4. Carriers will continue moving toward a multichannel distribution model
We’re big believers in the idea that the P&C insurance industry is moving toward a multichannel distribution model, where carriers sell policies at all of the touchpoints where consumers like to shop for insurance. In 2023, we expect to see carriers continue expanding their multichannel capabilities and blurring the lines between what constitutes an exclusive-agent, independent-agent, or direct carrier.
As noted in the September 12, 2022 issue of Auto Insurance Report, legacy exclusive agent carriers like State Farm, Allstate, Liberty Mutual, Farmers, Nationwide, and American Family have already made their agents more similar to independents by giving them access to additional markets. Meanwhile, leading direct carriers Progressive and Geico are investing in or experimenting with the independent agency channel, and both exclusive and independent agency carriers have sought to bulk up their presence in the growing direct channel. Look for this year to bring more movement in this direction.
5. The industry’s shift toward digital will resume as carriers reinvest in growth
One consequence of the hard market was that it briefly put a pause on the P&C industry’s secular shift toward digital customer acquisition. As carriers looked to pull back from potentially unprofitable customer acquisition, many made cuts to their digital budgets, which are easier to adjust on the fly than the television and print campaigns that are paid for well in advance.
The flexibility of digital media buying will be much more of a strength than a weakness as carriers return to growth mode 2023. As new rate increases are approved, insurance advertisers will be able to instantaneously adjust their digital customer acquisition spend in alignment with the states and consumer types where they have achieved rate adequacy. In essence, they’ll be able to easily boost spend where customer acquisition is becoming more profitable, while staying out of the markets where it’s not.
Meanwhile, the industry’s long-term trend toward digital distribution and service will continue apace. Indeed, carriers remained focused on hiring digital talent even through the depths of the hard market.

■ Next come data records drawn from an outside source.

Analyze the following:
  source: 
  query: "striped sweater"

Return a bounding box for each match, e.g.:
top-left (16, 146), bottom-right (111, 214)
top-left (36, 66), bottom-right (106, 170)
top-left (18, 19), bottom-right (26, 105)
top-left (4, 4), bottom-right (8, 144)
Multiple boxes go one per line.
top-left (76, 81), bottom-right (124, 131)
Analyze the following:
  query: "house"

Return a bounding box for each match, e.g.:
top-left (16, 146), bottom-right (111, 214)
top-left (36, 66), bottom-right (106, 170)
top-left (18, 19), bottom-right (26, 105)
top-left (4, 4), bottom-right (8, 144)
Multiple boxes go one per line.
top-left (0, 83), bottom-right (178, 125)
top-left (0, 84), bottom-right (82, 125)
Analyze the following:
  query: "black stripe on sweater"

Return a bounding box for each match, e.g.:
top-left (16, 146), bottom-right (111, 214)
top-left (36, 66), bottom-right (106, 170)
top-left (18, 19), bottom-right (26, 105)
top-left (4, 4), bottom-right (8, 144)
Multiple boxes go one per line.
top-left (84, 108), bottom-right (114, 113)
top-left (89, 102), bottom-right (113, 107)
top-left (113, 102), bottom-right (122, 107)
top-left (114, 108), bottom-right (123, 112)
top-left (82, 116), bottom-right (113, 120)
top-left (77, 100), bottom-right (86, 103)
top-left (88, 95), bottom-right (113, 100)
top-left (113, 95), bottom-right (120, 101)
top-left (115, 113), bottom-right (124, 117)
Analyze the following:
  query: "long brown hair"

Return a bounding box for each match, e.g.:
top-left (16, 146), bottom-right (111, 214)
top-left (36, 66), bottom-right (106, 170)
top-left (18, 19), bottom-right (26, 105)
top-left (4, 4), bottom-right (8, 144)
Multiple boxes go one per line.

As the market becomes more competitive, efficiency will only become more important
After months of sitting on the sidelines, 2023 appears to be the time when carriers will finally turn the corner and resume their full-fledged pursuit of new customers.
As the market heats up, insurance advertisers will need to stay ahead of the competition by spending their budgets as efficiently as possible. This means optimizing conversion rates with a seamless user experience, implementing and perfecting advanced metrics like customer lifetime value, and doing everything possible to maximize return on investment.
The dog days of the hard market are slowly coming to an end, and the time is now for carriers to make sure they’re ready to hit the ground running.